Telstra senior network engineer Mark Duffell apologised for the error, which meant that 500 internet protocol version 4 (IPv4) prefixes, or subnetworks, were advertised as belonging to Telstra.
The technical error occurred as part of post-verification testing to address a software bug in the Telstra Internet Direct provisioning tools.
After the incorrect configuration was deployed to a single edge router the hundreds of IPv4 prefixes were announced to the global internet through the border gateway protocol (BGP) that supplies route information for network providers.
As adjacent internet peers or autonomous systems (ASs) learned through BGP that the fastest and most efficient routes to certain networks were supposedly via Telstra, they adopted that information and announced it to other providers they connected to, which amplified the error.
“It’s important to understand that the root cause of this interruption was not malicious in nature, the routes were not intentionally hijacked, and no emails or data were breached or lost,” Duffell wrote.
Telstra has temporarily disabled the provisioning testing tools until it can ensure that Wednesday’s accidental route hijacking won’t happen again.
The telco is also modifying its route validation system to prohibit the bulk upload of static routes, which was the initial cause of Wednesday’s problems.
No practical way to prevent BGP hijacking
Telstra has implemented Resource Public Key Infrastructure (RPKI) on its domestic AS 1221 network, and is working on adding the certification techonology to its AS 4637 international network, a spokesperson told iTnews.
With RPKI, providers can cryptographically verify whether or not an organisation is authorised to make BGP route announcements.
If not, the announcements can be deemed as invalid, and filtered out automatically, which would prevent traffic being routed up the wrong network junctions.
But secure email provider Protonmail, which was among the service providers hit by the Telstra routing hijack, pointed out that RPKI is opt-in and will only work if every network on the internet agress to abide by it.
Currently, only 17 percent of the internet uses RPKI validation, which means BGP hijacking has the potential to cause significant damage.
In Wednesday’s incident, approximately 30 percent of the global internet looking for Protonmail was directed to Telstra instead.
Protonmail said that while no data or messages were lost, it “incurred meaningful financial losses” as some services such as its payments system were not functioning for several hours.
The Swiss provider was able to divert all mail and web traffic to unimpacted internet routes, and the only problem its customers experienced was delays in sending and receiving messages.

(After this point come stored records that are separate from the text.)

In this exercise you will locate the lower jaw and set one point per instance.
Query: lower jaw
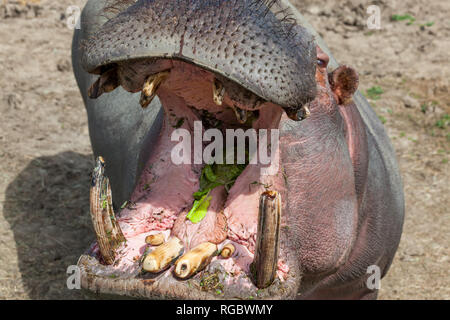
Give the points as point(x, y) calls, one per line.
point(159, 204)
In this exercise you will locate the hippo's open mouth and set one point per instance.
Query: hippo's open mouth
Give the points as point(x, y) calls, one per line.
point(212, 228)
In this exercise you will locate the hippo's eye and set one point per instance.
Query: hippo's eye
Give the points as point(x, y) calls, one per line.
point(321, 63)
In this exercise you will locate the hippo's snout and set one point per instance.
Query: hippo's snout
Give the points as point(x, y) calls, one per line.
point(243, 41)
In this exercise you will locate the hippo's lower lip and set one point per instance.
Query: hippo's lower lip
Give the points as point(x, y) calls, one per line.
point(164, 196)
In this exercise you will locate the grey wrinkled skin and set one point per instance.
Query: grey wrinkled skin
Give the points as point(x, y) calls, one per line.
point(123, 133)
point(239, 39)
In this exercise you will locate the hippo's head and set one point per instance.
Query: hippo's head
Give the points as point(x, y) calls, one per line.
point(239, 64)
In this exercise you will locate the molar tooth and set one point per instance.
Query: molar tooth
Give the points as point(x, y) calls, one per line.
point(161, 258)
point(265, 262)
point(195, 260)
point(218, 92)
point(155, 239)
point(241, 115)
point(299, 115)
point(107, 82)
point(150, 86)
point(227, 250)
point(108, 232)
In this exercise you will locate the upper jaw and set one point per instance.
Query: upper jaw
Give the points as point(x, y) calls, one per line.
point(242, 41)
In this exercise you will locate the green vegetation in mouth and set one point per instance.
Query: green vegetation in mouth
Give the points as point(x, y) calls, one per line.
point(213, 175)
point(374, 93)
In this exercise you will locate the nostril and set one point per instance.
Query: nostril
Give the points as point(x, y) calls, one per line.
point(322, 58)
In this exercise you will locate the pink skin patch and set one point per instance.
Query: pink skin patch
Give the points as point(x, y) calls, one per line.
point(164, 193)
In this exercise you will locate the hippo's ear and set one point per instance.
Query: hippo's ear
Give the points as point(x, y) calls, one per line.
point(344, 82)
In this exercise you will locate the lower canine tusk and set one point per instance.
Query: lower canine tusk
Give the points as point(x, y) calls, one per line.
point(107, 229)
point(150, 86)
point(265, 262)
point(161, 258)
point(218, 92)
point(195, 260)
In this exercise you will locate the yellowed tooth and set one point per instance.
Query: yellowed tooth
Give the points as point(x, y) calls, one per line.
point(241, 115)
point(195, 260)
point(150, 86)
point(218, 92)
point(227, 250)
point(155, 239)
point(108, 232)
point(265, 262)
point(161, 258)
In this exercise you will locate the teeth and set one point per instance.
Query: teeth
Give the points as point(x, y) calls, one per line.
point(155, 239)
point(161, 258)
point(107, 82)
point(227, 251)
point(109, 234)
point(241, 115)
point(300, 115)
point(218, 92)
point(150, 86)
point(195, 260)
point(265, 262)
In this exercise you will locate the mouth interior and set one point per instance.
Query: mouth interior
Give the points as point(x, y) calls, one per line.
point(166, 192)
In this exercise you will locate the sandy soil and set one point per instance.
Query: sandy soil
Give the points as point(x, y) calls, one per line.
point(45, 155)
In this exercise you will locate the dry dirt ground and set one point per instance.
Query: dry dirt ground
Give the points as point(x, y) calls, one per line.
point(45, 155)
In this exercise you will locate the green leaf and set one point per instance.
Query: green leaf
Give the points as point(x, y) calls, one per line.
point(199, 209)
point(209, 173)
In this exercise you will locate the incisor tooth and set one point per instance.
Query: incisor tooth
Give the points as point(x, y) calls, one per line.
point(218, 92)
point(155, 239)
point(150, 86)
point(195, 260)
point(265, 262)
point(227, 250)
point(161, 258)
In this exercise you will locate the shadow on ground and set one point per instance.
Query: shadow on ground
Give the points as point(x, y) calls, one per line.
point(47, 206)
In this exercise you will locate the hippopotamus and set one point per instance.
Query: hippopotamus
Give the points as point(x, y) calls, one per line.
point(331, 209)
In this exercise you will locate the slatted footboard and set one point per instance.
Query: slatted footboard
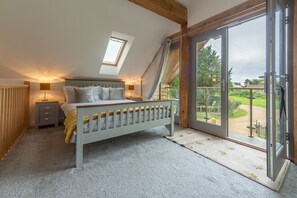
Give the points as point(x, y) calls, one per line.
point(119, 119)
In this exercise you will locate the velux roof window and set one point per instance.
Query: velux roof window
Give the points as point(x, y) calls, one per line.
point(114, 51)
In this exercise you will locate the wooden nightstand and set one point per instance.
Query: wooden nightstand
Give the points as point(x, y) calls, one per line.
point(46, 113)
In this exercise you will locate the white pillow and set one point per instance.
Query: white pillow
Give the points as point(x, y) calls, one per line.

This turned what Protonmail said was perhaps the most serious BGP hijacking incident ever, affecting more than 1680 IPv4 prefixes, into a minor inconvenience for its customers.
Founder of BGP monitoring service BGPmon Andree Toonk explained RPKI route validation only works on ingress, which is the routes that are learnt from a peer network.
Currently, RPKI route validation isn’t done on egress or outgoing announced routes.